Coronary artery calcium scanning: past, present, and future

JACC Cardiovasc Imaging. 2015 May;8(5):579-596. doi: 10.1016/j.jcmg.2015.02.006.

Abstract

Coronary artery calcium scanning (CAC) has emerged as the most robust predictor of coronary events in the asymptomatic primary prevention population, particularly in the intermediate-risk cohort. Every study has demonstrated its superiority to risk factor-based paradigms, e.g., the Framingham Risk Score, with outcome-based net reclassification indexes ranging from 52.0% to 65.6% in the intermediate-risk, 34.0% to 35.8% in the high-risk, and 11.6% to 15.0% in the low-risk cohorts.
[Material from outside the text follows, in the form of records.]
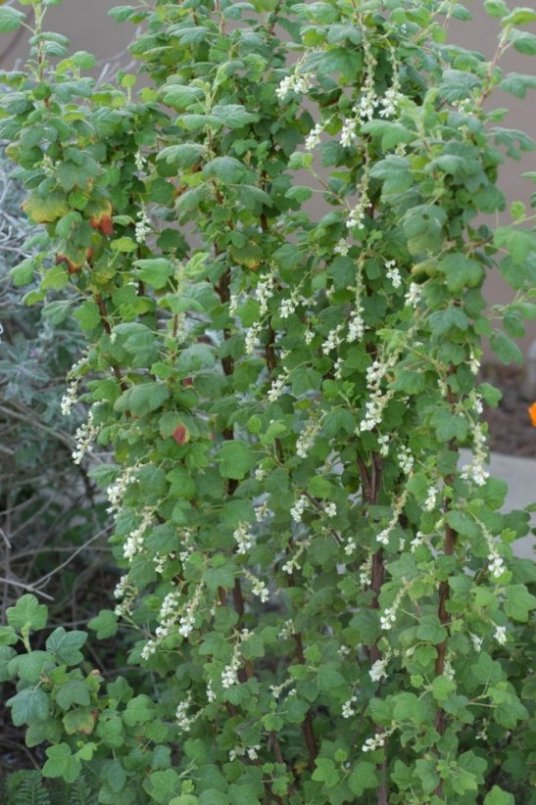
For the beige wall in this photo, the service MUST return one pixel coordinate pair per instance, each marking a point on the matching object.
(88, 26)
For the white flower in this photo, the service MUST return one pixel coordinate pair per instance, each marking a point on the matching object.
(413, 295)
(393, 273)
(500, 634)
(476, 470)
(348, 133)
(378, 670)
(390, 102)
(496, 565)
(356, 326)
(297, 82)
(264, 292)
(296, 511)
(331, 509)
(278, 385)
(406, 460)
(84, 437)
(383, 444)
(342, 247)
(184, 721)
(313, 138)
(350, 547)
(243, 537)
(348, 709)
(258, 587)
(431, 499)
(334, 338)
(371, 744)
(252, 336)
(142, 228)
(70, 397)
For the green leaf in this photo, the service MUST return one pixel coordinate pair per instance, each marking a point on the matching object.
(87, 315)
(66, 645)
(390, 134)
(27, 613)
(143, 398)
(363, 776)
(519, 16)
(496, 8)
(460, 272)
(62, 763)
(29, 667)
(524, 42)
(104, 624)
(326, 772)
(73, 692)
(236, 460)
(227, 169)
(234, 116)
(155, 272)
(29, 705)
(519, 602)
(498, 797)
(185, 155)
(10, 20)
(182, 96)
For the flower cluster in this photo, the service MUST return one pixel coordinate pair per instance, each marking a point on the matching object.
(85, 437)
(476, 470)
(243, 537)
(229, 676)
(299, 83)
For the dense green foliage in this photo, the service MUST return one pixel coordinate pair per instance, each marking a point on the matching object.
(320, 604)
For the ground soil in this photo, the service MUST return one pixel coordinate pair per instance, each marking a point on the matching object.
(511, 431)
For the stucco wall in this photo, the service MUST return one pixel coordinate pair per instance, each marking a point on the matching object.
(89, 27)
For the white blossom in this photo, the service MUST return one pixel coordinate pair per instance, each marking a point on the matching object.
(84, 438)
(252, 336)
(348, 709)
(184, 721)
(348, 132)
(414, 294)
(297, 82)
(342, 247)
(333, 340)
(431, 499)
(243, 538)
(297, 510)
(476, 470)
(70, 397)
(356, 326)
(331, 509)
(313, 138)
(500, 634)
(393, 273)
(142, 228)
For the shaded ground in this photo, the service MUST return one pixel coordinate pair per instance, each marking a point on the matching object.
(511, 431)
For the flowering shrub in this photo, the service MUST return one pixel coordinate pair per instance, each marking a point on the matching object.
(321, 603)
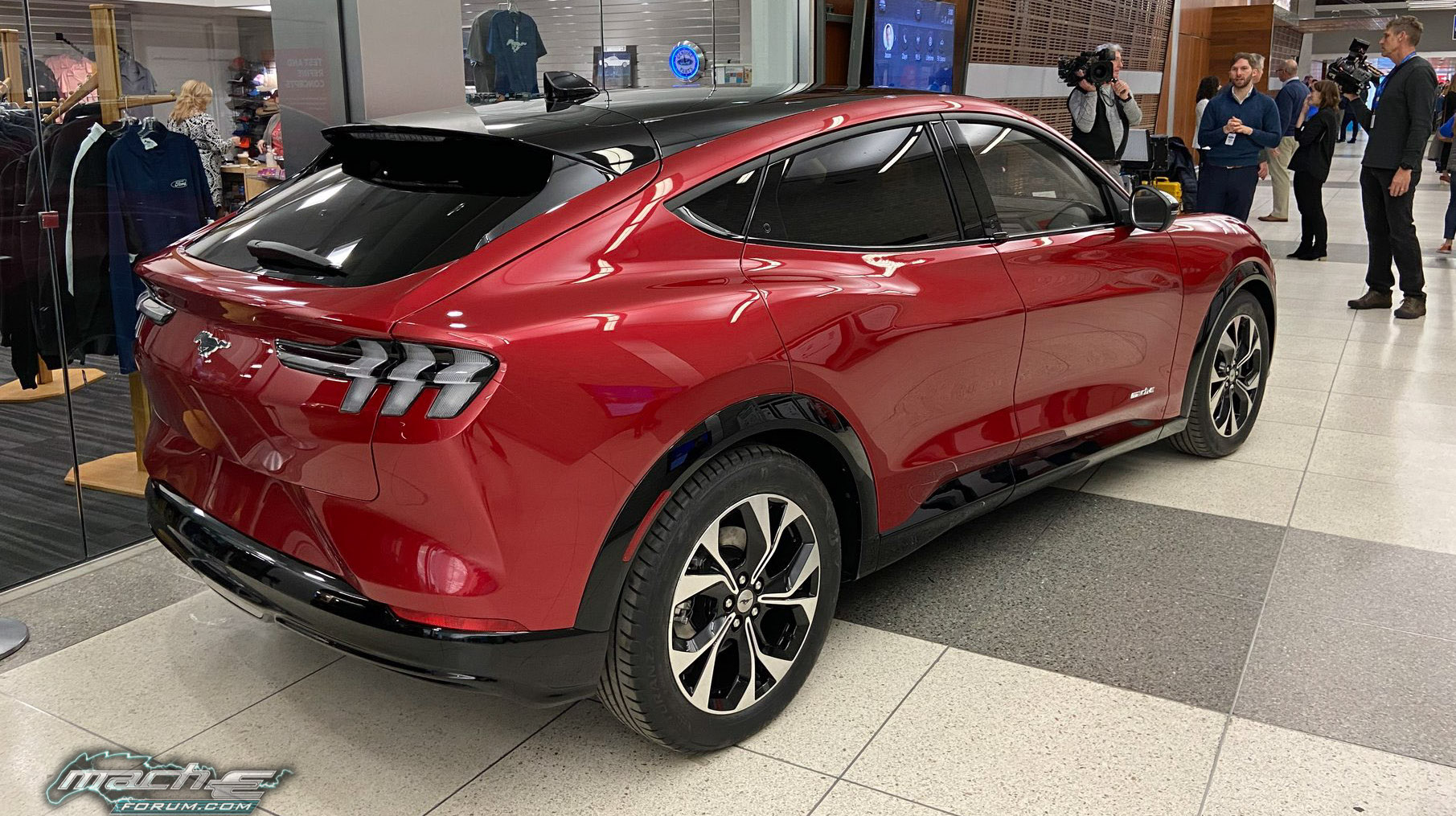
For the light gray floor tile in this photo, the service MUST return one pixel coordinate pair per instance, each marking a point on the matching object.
(1359, 683)
(1292, 405)
(1302, 373)
(1267, 771)
(1382, 584)
(423, 740)
(1391, 417)
(849, 799)
(1395, 383)
(35, 746)
(1302, 326)
(589, 764)
(1276, 445)
(1400, 357)
(1397, 461)
(162, 678)
(1204, 486)
(95, 602)
(982, 736)
(1392, 513)
(859, 678)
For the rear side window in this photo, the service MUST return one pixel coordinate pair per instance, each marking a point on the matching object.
(1034, 184)
(725, 207)
(377, 209)
(883, 188)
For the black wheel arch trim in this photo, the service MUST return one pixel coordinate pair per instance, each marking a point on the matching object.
(752, 419)
(1240, 279)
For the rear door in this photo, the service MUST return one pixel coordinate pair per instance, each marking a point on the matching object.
(269, 344)
(1102, 297)
(888, 310)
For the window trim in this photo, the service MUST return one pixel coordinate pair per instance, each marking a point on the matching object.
(781, 155)
(680, 204)
(1116, 203)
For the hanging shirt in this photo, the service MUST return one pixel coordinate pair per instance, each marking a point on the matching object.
(159, 194)
(515, 46)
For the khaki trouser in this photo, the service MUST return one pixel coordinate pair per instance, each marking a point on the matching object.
(1278, 174)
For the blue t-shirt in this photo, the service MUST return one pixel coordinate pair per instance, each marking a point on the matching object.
(515, 46)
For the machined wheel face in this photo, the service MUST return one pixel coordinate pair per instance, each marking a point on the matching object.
(744, 604)
(1237, 376)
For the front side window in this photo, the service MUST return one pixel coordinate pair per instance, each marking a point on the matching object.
(1034, 186)
(883, 188)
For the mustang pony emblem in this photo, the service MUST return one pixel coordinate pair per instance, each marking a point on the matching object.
(207, 344)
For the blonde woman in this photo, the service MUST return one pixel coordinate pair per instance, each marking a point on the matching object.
(190, 118)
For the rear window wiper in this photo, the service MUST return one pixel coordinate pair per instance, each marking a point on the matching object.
(273, 252)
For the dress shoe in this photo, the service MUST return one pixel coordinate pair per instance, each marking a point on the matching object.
(1411, 308)
(1372, 299)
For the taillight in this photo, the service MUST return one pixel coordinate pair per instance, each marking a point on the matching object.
(407, 367)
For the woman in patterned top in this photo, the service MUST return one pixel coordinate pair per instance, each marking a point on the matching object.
(190, 118)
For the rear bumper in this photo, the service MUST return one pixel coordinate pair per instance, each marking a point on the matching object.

CAC improves medication and lifestyle adherence and is cost-effective in specified populations, with the ability to effectively stratify the number needed to treat and scan for different therapeutic strategies and patient cohorts. Data have emerged clearly demonstrating the worse prognosis associated with increasing CAC on serial scans, suggesting a potential role for evaluating residual risk and treatment success or failure. CAC is also strongly associated with the development of stroke and congestive heart failure.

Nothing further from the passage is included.